Wednesday, October 6, 2010

Feel For You

I saw my first V of geese today. They stopped me in my tracks while I was running this morning in my neighborhood in Southern Shores, North Carolina. As I looked up tears welled in my eyes... I’m not sure if it was because they looked so beautiful flying in formation in the clear blue fall sky or if it was my longing for the promise of warmth further south.

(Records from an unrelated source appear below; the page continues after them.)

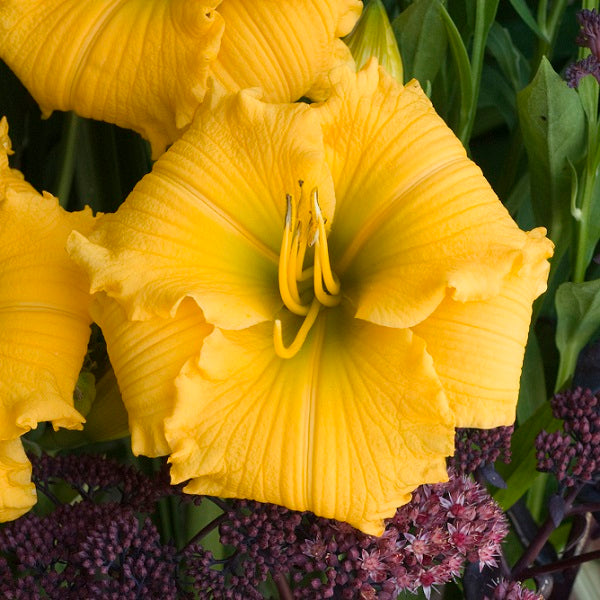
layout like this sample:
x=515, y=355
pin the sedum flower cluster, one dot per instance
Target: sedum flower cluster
x=104, y=546
x=572, y=455
x=589, y=37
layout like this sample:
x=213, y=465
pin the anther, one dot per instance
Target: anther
x=290, y=296
x=332, y=283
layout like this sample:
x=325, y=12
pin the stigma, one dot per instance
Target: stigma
x=304, y=291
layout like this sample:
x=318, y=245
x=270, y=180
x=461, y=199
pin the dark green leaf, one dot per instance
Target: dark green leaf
x=509, y=58
x=578, y=312
x=422, y=39
x=532, y=393
x=553, y=125
x=523, y=11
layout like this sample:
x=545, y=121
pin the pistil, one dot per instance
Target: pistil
x=297, y=237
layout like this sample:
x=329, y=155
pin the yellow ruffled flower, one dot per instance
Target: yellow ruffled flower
x=144, y=64
x=302, y=302
x=44, y=323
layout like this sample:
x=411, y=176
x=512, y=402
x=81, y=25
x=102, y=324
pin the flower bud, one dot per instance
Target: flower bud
x=373, y=36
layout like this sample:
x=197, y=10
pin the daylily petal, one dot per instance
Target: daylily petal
x=146, y=357
x=17, y=493
x=414, y=216
x=142, y=64
x=478, y=347
x=44, y=320
x=281, y=46
x=347, y=428
x=208, y=221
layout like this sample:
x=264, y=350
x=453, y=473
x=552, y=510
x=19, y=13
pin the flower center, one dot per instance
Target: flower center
x=304, y=229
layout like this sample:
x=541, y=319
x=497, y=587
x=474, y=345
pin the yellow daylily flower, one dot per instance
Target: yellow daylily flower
x=144, y=64
x=285, y=47
x=345, y=257
x=17, y=493
x=44, y=321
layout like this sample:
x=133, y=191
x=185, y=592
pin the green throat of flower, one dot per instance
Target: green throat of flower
x=304, y=229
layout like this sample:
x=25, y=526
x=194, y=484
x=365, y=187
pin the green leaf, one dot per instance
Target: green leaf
x=521, y=472
x=523, y=11
x=532, y=393
x=509, y=58
x=421, y=36
x=578, y=314
x=498, y=93
x=463, y=66
x=553, y=124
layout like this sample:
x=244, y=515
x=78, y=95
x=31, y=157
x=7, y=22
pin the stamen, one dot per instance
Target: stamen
x=302, y=274
x=321, y=294
x=290, y=297
x=332, y=283
x=294, y=347
x=293, y=266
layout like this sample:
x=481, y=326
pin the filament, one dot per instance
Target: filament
x=294, y=347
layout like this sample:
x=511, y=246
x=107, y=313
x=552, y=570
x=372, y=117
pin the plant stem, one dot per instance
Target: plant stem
x=282, y=587
x=207, y=529
x=560, y=565
x=540, y=539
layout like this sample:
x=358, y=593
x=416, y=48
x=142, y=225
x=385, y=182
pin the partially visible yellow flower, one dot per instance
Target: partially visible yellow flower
x=44, y=322
x=285, y=47
x=17, y=493
x=313, y=297
x=143, y=64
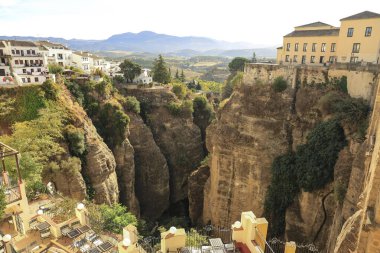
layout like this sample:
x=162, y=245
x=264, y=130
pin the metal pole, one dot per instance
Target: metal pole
x=18, y=170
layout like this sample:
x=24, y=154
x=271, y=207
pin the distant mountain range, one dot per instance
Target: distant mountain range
x=155, y=43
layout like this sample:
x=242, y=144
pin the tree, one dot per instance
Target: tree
x=130, y=70
x=3, y=203
x=116, y=217
x=182, y=77
x=179, y=90
x=237, y=64
x=160, y=71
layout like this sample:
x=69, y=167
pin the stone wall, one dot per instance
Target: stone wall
x=360, y=80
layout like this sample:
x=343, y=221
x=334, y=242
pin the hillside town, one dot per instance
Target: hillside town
x=282, y=158
x=26, y=62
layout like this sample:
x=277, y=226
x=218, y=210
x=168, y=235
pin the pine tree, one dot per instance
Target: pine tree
x=161, y=73
x=182, y=77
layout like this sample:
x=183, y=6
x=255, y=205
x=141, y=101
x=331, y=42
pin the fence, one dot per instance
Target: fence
x=195, y=239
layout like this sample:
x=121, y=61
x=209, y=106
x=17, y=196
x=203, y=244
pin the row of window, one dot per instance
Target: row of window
x=313, y=47
x=29, y=80
x=312, y=59
x=22, y=52
x=29, y=62
x=367, y=33
x=355, y=47
x=332, y=59
x=31, y=70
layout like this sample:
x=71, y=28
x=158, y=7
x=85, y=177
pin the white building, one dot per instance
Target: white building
x=145, y=77
x=82, y=60
x=22, y=63
x=56, y=53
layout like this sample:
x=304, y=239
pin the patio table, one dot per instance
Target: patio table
x=43, y=226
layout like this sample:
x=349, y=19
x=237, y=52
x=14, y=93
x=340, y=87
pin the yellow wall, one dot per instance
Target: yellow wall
x=309, y=53
x=369, y=46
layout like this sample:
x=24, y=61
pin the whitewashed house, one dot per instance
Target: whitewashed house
x=23, y=61
x=82, y=60
x=144, y=78
x=56, y=53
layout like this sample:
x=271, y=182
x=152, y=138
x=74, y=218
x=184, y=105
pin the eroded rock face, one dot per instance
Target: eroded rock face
x=178, y=138
x=152, y=173
x=249, y=133
x=197, y=180
x=100, y=162
x=125, y=170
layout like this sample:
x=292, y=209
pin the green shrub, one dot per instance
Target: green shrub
x=311, y=167
x=116, y=217
x=340, y=190
x=76, y=139
x=35, y=188
x=112, y=123
x=76, y=91
x=118, y=79
x=51, y=89
x=351, y=112
x=55, y=69
x=179, y=90
x=279, y=84
x=174, y=108
x=281, y=191
x=184, y=109
x=316, y=159
x=3, y=203
x=132, y=104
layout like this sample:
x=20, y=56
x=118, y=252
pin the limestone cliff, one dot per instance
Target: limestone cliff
x=125, y=169
x=250, y=131
x=152, y=173
x=100, y=162
x=178, y=138
x=197, y=180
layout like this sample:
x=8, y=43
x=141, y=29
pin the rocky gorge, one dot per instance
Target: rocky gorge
x=155, y=165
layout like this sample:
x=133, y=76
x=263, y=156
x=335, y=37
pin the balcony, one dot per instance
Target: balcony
x=28, y=55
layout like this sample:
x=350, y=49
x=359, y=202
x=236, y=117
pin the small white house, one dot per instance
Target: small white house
x=145, y=77
x=56, y=53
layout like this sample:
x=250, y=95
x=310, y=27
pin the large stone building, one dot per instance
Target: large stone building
x=21, y=62
x=356, y=40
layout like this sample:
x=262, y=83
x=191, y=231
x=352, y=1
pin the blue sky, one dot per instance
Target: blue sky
x=261, y=22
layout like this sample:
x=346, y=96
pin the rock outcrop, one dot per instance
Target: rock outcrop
x=250, y=131
x=100, y=163
x=197, y=181
x=178, y=138
x=125, y=170
x=152, y=173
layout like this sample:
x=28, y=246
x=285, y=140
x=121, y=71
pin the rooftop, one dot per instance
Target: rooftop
x=21, y=43
x=362, y=15
x=51, y=44
x=314, y=33
x=315, y=24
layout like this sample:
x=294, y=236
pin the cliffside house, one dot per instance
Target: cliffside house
x=55, y=53
x=144, y=78
x=32, y=226
x=89, y=62
x=21, y=62
x=357, y=40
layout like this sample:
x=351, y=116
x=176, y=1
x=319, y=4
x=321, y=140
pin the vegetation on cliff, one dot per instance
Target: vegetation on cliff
x=311, y=166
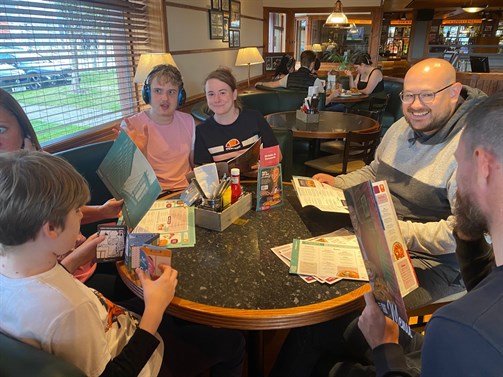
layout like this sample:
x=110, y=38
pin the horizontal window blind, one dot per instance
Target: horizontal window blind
x=70, y=63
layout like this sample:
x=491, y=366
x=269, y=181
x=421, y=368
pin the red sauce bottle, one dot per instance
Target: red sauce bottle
x=235, y=185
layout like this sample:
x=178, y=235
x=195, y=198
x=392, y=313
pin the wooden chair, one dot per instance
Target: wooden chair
x=359, y=150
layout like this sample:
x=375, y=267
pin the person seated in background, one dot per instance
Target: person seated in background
x=42, y=305
x=163, y=134
x=416, y=158
x=368, y=80
x=230, y=131
x=16, y=132
x=301, y=79
x=462, y=338
x=285, y=66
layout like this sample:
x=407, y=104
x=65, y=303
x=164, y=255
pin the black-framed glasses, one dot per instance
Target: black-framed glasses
x=424, y=97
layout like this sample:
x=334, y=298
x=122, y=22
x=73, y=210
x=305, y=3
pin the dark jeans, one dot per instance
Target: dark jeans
x=191, y=349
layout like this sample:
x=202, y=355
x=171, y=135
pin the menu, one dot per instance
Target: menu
x=173, y=221
x=388, y=264
x=128, y=175
x=325, y=197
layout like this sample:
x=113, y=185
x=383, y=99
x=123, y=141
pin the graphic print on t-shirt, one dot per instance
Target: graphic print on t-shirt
x=232, y=144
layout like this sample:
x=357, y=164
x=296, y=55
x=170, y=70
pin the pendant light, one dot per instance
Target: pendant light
x=472, y=9
x=337, y=19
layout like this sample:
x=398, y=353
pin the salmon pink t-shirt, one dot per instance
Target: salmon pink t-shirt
x=169, y=147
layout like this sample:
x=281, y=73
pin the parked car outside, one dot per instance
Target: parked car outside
x=12, y=79
x=40, y=71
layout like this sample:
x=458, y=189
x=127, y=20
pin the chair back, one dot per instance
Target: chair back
x=360, y=146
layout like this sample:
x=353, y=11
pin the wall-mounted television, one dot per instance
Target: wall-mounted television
x=355, y=34
x=452, y=57
x=479, y=64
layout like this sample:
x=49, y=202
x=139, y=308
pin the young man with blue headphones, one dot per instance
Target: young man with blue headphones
x=164, y=135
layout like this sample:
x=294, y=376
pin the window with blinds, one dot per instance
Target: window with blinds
x=69, y=63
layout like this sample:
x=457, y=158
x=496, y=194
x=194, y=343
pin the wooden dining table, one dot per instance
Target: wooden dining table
x=232, y=279
x=331, y=124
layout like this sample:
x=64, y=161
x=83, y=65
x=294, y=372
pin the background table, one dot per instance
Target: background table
x=332, y=125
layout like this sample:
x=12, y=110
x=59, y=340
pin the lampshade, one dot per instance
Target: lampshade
x=249, y=56
x=337, y=19
x=353, y=29
x=148, y=62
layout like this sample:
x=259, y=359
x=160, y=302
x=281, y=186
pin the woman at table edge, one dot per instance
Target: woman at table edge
x=368, y=80
x=231, y=130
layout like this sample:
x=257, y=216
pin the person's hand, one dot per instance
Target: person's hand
x=83, y=254
x=80, y=240
x=28, y=144
x=325, y=178
x=375, y=326
x=140, y=139
x=111, y=209
x=157, y=295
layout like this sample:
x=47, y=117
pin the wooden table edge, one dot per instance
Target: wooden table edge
x=264, y=319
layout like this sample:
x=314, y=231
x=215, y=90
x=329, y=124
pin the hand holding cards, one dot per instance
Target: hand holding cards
x=113, y=246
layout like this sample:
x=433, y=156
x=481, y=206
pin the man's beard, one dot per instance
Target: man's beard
x=470, y=221
x=435, y=125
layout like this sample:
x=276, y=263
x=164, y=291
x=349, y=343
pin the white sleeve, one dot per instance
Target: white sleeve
x=78, y=336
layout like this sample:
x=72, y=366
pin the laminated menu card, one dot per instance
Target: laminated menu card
x=128, y=175
x=388, y=264
x=173, y=221
x=269, y=179
x=320, y=195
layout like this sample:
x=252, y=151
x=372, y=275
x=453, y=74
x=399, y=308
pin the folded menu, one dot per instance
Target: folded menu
x=128, y=175
x=388, y=264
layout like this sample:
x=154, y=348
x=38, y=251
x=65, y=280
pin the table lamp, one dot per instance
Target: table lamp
x=248, y=56
x=148, y=62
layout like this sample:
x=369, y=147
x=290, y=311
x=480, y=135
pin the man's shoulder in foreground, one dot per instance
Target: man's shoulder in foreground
x=468, y=333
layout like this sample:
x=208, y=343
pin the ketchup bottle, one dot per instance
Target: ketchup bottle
x=235, y=185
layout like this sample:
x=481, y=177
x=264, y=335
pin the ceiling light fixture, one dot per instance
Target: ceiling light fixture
x=472, y=9
x=337, y=19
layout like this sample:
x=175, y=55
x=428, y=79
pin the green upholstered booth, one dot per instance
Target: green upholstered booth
x=393, y=112
x=20, y=359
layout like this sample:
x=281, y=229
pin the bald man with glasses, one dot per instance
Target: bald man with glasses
x=416, y=157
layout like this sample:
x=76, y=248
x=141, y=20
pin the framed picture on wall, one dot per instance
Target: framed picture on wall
x=225, y=38
x=216, y=25
x=234, y=38
x=235, y=14
x=226, y=5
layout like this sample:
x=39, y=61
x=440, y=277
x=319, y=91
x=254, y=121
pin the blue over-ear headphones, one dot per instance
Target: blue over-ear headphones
x=145, y=92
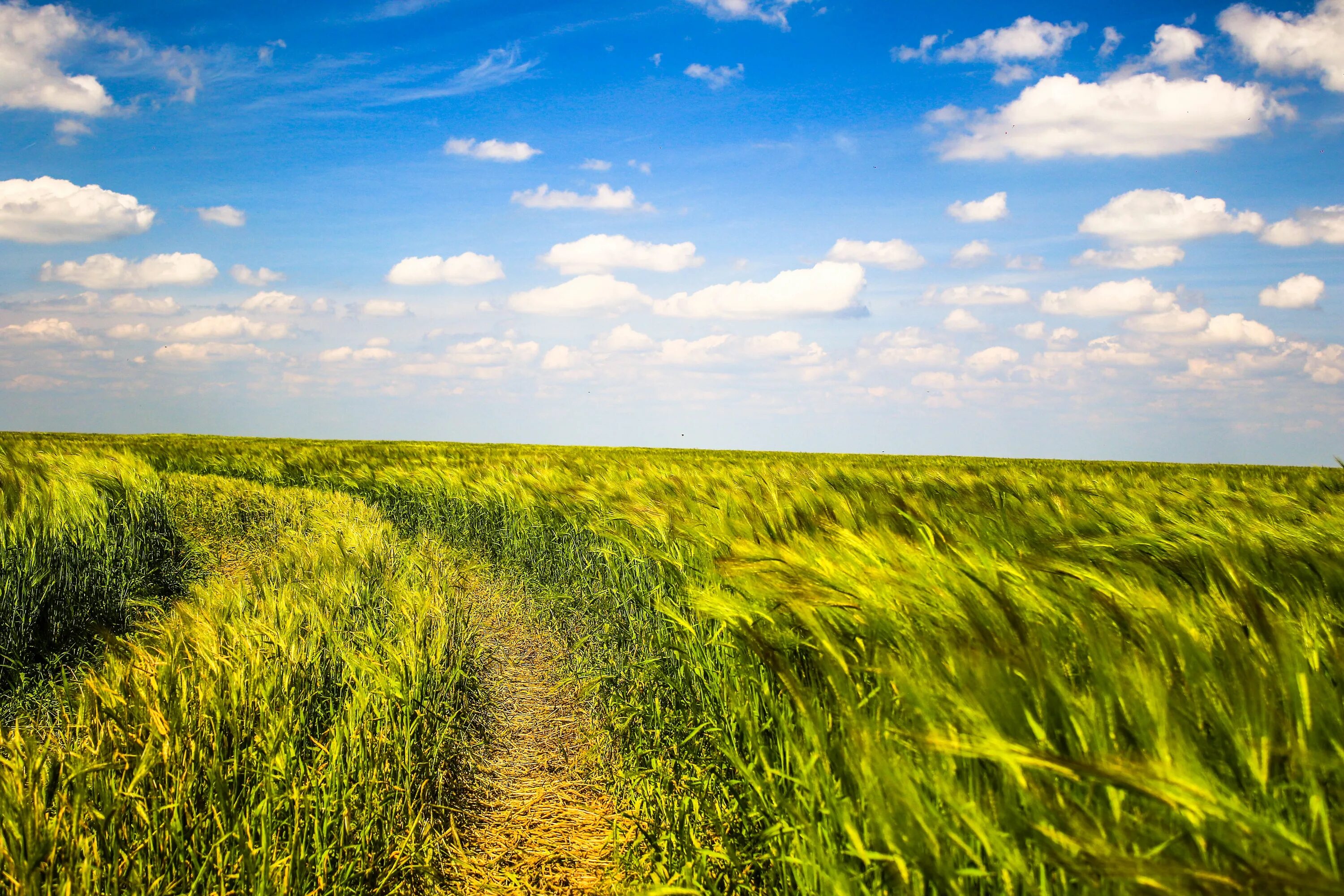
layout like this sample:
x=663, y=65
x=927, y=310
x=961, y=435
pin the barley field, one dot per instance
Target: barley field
x=295, y=667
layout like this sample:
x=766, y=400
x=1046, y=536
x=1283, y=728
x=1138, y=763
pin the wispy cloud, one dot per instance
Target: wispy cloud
x=398, y=9
x=500, y=66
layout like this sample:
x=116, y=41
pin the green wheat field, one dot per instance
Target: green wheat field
x=265, y=667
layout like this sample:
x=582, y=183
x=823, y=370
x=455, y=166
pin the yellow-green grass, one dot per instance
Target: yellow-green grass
x=933, y=675
x=296, y=726
x=86, y=547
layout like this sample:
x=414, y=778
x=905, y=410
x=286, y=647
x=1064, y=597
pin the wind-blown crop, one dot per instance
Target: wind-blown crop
x=854, y=675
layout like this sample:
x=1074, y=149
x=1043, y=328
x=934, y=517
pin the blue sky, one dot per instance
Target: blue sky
x=797, y=226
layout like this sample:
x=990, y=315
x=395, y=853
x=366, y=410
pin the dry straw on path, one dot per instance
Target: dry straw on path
x=541, y=821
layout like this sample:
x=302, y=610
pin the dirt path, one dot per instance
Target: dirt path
x=542, y=821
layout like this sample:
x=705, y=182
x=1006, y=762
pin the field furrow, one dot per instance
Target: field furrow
x=539, y=818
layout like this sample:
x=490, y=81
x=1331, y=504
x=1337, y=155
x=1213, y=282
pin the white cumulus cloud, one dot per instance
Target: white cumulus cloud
x=1132, y=257
x=961, y=322
x=273, y=303
x=980, y=210
x=1308, y=226
x=769, y=11
x=45, y=330
x=1166, y=217
x=600, y=253
x=1174, y=320
x=1025, y=39
x=991, y=359
x=490, y=150
x=1292, y=43
x=1142, y=115
x=31, y=39
x=467, y=269
x=49, y=210
x=359, y=355
x=909, y=347
x=226, y=215
x=1300, y=291
x=1054, y=339
x=623, y=339
x=1136, y=296
x=893, y=254
x=113, y=272
x=129, y=331
x=1174, y=45
x=207, y=353
x=975, y=253
x=1327, y=365
x=826, y=288
x=603, y=199
x=585, y=295
x=719, y=77
x=132, y=304
x=1236, y=330
x=221, y=327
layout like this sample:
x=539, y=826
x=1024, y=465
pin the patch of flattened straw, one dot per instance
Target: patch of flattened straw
x=541, y=823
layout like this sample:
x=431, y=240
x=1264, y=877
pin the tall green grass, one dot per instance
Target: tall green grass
x=297, y=726
x=921, y=675
x=85, y=547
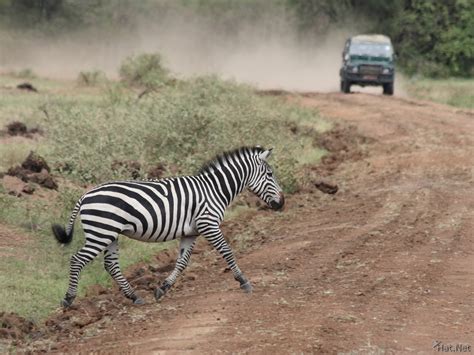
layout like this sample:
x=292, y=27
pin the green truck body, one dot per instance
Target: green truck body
x=368, y=60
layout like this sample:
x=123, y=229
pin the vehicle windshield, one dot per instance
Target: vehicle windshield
x=371, y=49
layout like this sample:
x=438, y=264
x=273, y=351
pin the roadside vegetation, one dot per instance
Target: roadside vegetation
x=119, y=131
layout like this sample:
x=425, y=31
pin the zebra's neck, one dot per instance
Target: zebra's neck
x=226, y=182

I remember last year around this time my husband Dan and I were headed to Hatteras to transport visiting Israeli musicians performing in the schools down there and as we were crossing the Oregon Inlet Bridge, a long and controversial span that connects us to the southern most part of our county, we witnessed thousands of birds making their way south. The sky was almost blackened by them. Today was different though, because it was only a single formation and because I cried. I stood there looking until they were out of sight then I picked up the pace of my run and tried to let the sounds of Chaka Kahn motivate me. Running for me can be as meditative as yoga sometimes. I run listening to music, but my mind has no problem wandering as I go. I often come back from a run with insights about my work, life and creativity. Today, as Chaka’s song “I Feel for You” was streaming into my ears, my mind began to turn the words around- I feel for you- and I thought about how much more I “feel” these days. There is so much sadness and beauty in the world. I know it has always existed, but I don’t think I was really awake to it all until my heart was broken. When you’re heart is broken and you are looking at the possibility of losing everything you believe in, everything becomes so much more important -so dear. I can feel the pain of a friend who just lost her mother. I feel the sadness and extreme gratitude of a friend whose child’s life hangs in balance. I feel the pain of people suffering far from here and I cry tears of joy looking at the face of my husband across the table from me. Music brings me to tears, and so will geese flying south. Sometimes I just cry and wonder if I’m shedding tears for someone who may not be able to-someone who has not had a broken heart or suffered a loss in their life- someone who has yet to plunge the depths of their emotions out of unknowing or perhaps fear. I cry sometimes and wonder, in this crazy world full of so much madness, beauty and pain, how can I not?